1. Field of the Invention:
The present invention relates to a non-volatile semiconductor memory device having a specific type of cell construction and also to a method of writing and erasing data in the memory device.
2. Description of the Prior Art:
Non-volatile semiconductor memory devices are roughly classified into two groups: a floating gate-type EEPROM (Electrically Erasable Programmable Read Only Memory) device and a MNOS (Metal Nitride Oxide Semiconductor) EEPROM device. The floating gate-type EEPROM device has now become predominant.
The floating gate-type EEPROM is described, for example, in the article, "EEPROM Starting to Change to One Transistor/Cell", in Nikkei Electronics (pp. 67 to 79, March, 1986) published by Nikkei MacGraw Hill. FIG. 2 shows one example of a known floating gate-type EEPROM.
The EEPROM has a two transistor structure. The EEPROM includes a P-type silicon substrate 1 having an N.sup.+ -type drain 2 and a source 3 on the surface thereof. Further, a select gate 4 for memory cell selection, a floating gate 5 for electric charge (electron) storage and a control gate 6 are formed through an oxide film on the surface between the drain 2 and the source 3. A tunnel oxide film 7 having a thickness of 100 angstroms or less is formed between the silicon substrate 1 and the floating gate 5 so as to enhance a charge injection efficiency. An intermediate insulating film 8 is formed over the select gate 4 and the control gate 6, and an aluminum wiring layer 9 is connected to the drain 2 through a contact hole.
The erasing and writing modes of the prior EEPROM is explained with reference to FIG. 3, which shows voltage levels applied at the time of the erasing and writing modes. It should be noted here that the erasing mode means a state where electrons are injected into the floating gate 5 to cause a high threshold voltage and that the writing mode means a state where electrons are withdrawn from the floating gate 5 to make a low threshold voltage.
At the time of the erasing mode, a high voltage V.sub.pp, e.g. 20 volts, is applied to both the select gate 4 and the control gate 6 so that the tunnel oxide film 7 has a high electric field. As a result, electrons are injected from the silicon substrate 1 into the floating gate 5. This flow of the electrons is a so-called Fowler-Nordheim (hereinafter referred to simply as FN) tunneling current.

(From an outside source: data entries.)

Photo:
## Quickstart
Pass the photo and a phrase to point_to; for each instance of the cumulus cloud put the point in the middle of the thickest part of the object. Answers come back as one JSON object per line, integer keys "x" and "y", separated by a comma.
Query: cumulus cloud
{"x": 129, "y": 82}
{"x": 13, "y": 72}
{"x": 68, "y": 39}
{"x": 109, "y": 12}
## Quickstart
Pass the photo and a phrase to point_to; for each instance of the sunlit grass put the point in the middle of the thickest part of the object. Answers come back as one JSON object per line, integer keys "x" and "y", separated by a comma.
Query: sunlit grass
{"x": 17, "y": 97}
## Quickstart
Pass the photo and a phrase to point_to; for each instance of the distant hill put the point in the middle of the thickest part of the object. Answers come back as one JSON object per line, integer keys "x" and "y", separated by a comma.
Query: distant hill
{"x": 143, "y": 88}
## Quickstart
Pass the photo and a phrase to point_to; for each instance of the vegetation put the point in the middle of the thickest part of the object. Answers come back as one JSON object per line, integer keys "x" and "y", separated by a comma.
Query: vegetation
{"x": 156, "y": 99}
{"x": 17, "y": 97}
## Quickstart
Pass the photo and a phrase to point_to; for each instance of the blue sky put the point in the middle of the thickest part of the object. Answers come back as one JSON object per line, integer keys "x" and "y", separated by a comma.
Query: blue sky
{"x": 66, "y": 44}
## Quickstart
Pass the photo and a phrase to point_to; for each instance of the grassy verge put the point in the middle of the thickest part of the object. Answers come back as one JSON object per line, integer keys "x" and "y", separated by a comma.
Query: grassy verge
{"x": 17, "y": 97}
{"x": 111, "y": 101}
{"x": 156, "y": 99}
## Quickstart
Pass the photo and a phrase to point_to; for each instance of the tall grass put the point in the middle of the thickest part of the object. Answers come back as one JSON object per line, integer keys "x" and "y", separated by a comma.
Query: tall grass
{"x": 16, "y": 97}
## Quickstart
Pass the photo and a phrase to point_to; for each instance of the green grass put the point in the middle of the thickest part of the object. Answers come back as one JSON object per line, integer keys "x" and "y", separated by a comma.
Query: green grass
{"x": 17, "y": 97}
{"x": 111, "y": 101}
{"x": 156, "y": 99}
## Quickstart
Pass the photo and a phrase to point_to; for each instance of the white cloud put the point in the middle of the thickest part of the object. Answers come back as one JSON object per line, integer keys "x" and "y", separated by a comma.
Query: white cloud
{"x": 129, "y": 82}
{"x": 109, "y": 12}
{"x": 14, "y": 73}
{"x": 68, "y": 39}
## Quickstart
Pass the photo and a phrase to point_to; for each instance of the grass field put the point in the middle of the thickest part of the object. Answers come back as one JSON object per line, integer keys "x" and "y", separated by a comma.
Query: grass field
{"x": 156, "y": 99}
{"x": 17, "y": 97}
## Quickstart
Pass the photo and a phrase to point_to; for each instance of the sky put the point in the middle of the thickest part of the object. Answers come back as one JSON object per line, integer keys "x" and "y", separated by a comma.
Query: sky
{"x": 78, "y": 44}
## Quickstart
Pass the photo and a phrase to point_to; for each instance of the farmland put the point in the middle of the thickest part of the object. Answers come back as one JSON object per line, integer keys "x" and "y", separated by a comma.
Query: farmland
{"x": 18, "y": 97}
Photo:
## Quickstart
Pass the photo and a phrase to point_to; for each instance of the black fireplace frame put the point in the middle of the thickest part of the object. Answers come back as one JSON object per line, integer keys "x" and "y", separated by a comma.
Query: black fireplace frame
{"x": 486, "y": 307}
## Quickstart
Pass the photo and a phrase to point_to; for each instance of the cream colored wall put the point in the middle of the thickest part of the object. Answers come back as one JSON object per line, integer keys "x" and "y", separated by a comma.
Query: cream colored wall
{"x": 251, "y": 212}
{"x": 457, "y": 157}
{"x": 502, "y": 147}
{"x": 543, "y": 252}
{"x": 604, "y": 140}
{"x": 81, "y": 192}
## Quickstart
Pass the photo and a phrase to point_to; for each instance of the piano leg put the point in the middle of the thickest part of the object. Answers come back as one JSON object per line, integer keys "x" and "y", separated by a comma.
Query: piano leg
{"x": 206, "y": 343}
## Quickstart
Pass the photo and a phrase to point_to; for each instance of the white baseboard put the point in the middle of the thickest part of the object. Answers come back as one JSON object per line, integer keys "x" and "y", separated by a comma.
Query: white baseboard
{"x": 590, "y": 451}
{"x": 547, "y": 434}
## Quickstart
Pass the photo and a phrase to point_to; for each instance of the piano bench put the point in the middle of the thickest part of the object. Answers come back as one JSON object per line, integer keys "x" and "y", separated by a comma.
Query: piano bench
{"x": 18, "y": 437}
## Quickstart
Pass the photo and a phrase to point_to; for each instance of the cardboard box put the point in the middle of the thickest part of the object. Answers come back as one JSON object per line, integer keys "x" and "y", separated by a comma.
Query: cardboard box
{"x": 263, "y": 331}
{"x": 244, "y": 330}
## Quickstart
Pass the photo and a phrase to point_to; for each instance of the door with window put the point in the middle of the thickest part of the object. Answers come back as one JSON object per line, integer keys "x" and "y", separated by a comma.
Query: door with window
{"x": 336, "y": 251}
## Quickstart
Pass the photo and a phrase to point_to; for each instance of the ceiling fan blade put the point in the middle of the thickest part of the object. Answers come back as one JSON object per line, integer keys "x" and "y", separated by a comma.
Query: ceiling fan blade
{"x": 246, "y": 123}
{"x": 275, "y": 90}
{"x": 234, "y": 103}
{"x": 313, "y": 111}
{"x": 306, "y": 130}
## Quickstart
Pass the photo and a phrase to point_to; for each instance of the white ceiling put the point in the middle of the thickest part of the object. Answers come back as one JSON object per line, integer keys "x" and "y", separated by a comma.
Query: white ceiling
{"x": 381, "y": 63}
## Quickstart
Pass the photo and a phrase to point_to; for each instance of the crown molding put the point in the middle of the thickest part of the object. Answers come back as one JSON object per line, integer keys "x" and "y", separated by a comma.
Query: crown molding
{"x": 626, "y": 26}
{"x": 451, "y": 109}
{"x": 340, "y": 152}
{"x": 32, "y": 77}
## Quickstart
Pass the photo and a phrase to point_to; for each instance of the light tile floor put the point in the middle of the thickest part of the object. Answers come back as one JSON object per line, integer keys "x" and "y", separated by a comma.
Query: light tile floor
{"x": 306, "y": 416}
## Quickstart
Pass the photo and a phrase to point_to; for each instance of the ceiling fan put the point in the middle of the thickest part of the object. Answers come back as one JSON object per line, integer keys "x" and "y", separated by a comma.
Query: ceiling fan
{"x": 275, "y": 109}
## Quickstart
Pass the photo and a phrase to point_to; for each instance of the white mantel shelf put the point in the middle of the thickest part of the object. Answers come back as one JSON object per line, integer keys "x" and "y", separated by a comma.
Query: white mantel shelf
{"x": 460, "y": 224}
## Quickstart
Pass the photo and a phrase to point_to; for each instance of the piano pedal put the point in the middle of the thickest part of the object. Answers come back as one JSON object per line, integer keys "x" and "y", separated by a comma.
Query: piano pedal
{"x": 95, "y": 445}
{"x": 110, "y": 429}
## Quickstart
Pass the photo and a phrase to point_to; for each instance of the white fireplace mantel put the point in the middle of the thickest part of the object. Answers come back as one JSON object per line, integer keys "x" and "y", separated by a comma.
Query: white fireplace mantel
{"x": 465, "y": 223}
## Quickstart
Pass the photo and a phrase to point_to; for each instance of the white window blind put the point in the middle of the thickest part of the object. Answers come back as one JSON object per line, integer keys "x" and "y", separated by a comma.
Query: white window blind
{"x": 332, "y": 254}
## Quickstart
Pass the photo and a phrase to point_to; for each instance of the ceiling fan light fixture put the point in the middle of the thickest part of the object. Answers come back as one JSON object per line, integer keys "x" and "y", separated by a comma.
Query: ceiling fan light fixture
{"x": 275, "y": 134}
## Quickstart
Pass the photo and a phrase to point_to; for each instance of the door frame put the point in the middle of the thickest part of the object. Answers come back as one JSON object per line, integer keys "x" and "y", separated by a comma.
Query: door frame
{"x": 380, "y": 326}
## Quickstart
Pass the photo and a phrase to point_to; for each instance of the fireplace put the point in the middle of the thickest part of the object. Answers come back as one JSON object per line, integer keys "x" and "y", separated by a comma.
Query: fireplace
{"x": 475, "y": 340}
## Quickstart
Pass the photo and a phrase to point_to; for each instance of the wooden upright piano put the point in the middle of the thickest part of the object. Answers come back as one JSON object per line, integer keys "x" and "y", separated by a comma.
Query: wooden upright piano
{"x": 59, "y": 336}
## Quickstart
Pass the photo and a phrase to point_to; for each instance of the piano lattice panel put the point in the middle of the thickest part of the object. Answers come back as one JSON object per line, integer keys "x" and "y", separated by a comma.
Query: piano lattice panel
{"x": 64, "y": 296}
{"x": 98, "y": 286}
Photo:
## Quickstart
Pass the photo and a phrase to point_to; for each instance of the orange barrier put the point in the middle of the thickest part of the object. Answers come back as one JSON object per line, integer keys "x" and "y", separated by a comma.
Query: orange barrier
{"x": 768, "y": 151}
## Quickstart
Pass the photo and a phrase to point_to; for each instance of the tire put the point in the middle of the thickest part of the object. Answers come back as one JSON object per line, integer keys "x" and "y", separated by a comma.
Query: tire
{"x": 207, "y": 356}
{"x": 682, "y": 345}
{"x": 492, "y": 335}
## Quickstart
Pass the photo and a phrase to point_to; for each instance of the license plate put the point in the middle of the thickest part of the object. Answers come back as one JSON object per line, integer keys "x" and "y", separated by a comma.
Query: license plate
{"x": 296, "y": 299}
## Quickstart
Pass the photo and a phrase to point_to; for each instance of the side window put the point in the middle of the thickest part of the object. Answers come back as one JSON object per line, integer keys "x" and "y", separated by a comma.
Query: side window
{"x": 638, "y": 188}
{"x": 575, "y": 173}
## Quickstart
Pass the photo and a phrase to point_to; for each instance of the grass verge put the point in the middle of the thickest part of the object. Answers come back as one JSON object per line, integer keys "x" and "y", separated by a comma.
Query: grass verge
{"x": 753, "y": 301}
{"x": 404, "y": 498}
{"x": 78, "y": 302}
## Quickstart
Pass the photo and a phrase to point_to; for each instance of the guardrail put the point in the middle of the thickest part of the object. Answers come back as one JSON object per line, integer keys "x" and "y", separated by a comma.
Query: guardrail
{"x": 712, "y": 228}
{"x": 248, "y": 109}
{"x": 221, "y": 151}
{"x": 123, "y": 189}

At the time of the writing mode, the high voltage GV.sub.pp, e.g. 20 volts, is applied to the select gate 4 and to the drain 2 so as to make the tunnel oxide film 7 have a high electric field. In this case, the direction of the electric field is reversed in comparison with the case of the erasing mode, so that the electrons are emitted from the floating gate 5 into the silicon substrate 1, thereby writing data. In this manner, the EEPROM can function as a non-volatile semiconductor memory device.
However, the floating gate-type EEPROM has the following problems.
(1) Since one memory cell requires two transistors, it is difficult to shrink the cell size.
(2) Since the tunnel oxide film 7 is made of a thin oxide film of 100 angstroms or less in thickness, it is difficult to control the oxide film thickness and to form a film with good electrical properties.